In her new Whitehall-based role, she will have responsibility for jointly leading the new Office for Health Improvement and Disparities (OHID) - along with Jonathan Marron, director general for public health at the Department of Health and Social Care.
She will report jointly to Health Secretary Sajid Javid and Chief Medical Officer Professor Chris Whitty.
The government says the new body, which will officially launch on 1 October, will lead national efforts to improve and 'level up' the health of the nation by tackling obesity, improving mental health and promoting physical activity.
As well as stepping down from her Tameside role, she will also leave her post as Chair of the Greater Manchester Association of Directors of Public Health.
Dr de Gruchy said: "I am honoured to have been appointed as Deputy Chief Medical Officer and grateful for the opportunity to jointly lead the new Office for Health Improvement and Disparities as it begins its work to improve and level up the health of the nation.

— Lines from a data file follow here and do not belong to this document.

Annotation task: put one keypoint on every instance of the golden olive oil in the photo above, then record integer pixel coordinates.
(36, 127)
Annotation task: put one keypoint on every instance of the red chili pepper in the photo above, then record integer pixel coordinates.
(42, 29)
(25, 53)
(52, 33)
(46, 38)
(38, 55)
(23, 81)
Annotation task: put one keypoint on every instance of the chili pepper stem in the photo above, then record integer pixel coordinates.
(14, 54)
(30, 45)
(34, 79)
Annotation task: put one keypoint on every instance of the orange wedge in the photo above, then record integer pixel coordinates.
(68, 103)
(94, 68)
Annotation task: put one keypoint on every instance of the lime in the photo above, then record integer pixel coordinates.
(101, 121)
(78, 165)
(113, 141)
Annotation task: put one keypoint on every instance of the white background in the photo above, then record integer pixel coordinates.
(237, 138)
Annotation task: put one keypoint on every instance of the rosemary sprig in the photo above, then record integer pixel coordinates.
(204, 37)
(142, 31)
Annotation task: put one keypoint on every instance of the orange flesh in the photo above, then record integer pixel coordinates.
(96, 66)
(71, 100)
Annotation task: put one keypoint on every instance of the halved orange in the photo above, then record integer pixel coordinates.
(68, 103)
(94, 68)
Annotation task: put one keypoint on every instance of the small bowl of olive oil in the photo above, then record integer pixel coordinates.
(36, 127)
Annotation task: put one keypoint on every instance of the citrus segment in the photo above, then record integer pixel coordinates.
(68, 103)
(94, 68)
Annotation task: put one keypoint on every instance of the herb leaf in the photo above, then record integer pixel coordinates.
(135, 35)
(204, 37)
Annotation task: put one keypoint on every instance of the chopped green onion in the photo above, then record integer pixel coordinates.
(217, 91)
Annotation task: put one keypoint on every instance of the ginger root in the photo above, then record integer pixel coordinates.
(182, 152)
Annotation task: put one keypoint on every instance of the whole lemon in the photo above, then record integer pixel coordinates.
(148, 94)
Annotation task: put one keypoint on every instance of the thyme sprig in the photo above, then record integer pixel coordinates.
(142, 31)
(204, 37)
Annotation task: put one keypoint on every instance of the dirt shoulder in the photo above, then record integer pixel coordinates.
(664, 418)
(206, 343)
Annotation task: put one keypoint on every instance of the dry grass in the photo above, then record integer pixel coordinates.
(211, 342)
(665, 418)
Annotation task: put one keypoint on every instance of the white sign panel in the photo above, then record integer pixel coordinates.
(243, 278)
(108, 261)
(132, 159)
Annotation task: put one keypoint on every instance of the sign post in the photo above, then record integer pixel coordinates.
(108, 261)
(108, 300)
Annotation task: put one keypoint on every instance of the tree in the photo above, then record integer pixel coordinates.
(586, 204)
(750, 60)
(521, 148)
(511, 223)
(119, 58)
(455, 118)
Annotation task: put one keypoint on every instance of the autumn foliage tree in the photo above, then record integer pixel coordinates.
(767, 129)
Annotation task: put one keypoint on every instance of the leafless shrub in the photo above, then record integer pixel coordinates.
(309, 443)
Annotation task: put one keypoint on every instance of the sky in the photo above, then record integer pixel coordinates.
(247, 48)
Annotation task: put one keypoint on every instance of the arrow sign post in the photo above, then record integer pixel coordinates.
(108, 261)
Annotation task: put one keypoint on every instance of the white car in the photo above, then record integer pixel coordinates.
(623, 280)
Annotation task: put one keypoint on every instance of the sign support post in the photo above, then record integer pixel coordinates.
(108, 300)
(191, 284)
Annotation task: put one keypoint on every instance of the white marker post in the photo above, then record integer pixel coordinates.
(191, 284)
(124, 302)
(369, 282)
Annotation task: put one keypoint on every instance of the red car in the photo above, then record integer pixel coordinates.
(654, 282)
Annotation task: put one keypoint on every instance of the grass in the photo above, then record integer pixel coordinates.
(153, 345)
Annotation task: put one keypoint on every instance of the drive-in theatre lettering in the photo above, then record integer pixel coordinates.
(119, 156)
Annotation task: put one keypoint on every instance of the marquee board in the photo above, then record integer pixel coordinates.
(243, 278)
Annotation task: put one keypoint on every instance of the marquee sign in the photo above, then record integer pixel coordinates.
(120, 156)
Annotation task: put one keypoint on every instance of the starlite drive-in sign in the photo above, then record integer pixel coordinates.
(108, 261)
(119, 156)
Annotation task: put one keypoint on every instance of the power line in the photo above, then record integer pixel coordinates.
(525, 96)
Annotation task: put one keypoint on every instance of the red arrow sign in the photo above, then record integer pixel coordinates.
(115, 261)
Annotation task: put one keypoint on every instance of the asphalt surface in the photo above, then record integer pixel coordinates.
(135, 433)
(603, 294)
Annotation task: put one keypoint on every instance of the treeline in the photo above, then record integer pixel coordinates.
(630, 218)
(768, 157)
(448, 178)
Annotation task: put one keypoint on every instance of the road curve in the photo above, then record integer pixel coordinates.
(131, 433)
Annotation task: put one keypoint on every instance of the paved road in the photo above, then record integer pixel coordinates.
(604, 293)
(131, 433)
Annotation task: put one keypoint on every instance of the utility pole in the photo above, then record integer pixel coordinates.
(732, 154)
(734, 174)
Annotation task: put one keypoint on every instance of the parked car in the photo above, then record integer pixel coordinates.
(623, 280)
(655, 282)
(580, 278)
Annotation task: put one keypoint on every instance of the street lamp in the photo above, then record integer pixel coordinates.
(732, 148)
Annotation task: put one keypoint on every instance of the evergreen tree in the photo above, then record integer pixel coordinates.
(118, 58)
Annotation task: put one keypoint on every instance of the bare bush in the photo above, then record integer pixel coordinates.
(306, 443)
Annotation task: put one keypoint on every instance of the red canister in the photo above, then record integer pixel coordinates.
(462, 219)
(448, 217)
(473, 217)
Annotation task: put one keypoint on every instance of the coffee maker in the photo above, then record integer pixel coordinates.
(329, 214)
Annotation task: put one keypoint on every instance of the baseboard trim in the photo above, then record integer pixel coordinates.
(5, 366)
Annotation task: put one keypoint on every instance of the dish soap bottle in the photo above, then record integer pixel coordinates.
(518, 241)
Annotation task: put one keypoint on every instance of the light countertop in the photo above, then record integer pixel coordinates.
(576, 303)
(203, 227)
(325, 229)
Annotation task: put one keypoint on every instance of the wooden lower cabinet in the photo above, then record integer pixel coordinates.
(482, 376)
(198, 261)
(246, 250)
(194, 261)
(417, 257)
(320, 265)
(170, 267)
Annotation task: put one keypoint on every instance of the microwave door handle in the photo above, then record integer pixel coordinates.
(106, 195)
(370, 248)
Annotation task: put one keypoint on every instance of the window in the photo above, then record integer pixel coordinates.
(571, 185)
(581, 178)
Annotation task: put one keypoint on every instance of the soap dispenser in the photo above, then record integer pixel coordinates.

"It has been a privilege to serve as President of ADPH and work with such a fantastic Board, Council, membership and staff team to promote and support Directors of Public Health. I have been inspired by the expertise, professionalism and commitment of fellow DsPH, especially during the response to COVID-19.
"I look forward to working with the ADPH team and DsPH in my new role."
She has also thanked her colleagues at Tameside Council and the positive reaction to her new appointment.
Dr de Gruchy tweeted: "Thank you for all the hugely positive and hope-filled responses to my appointment, they’re much appreciated. Public health is collective effort, and I very much look forward to continuing to work with all of you to make positive change happen.
"I’d like especially to thank the fantastic Tameside Council, chief executive Steven Pleasant, Debbie Watson, Association of Directors of Public Health, Nicola Close and Jim McManus. You’re all amazing, here’s to our ongoing collaboration."
Originally from South Africa, she was previously Director of Public Health at the London Borough of Haringey from 2010 to 2018, and Chair of the London Association of Directors of Public Health. Prior to that, she was Deputy Director of Public Health at Nottingham City NHS Primary Care Trust.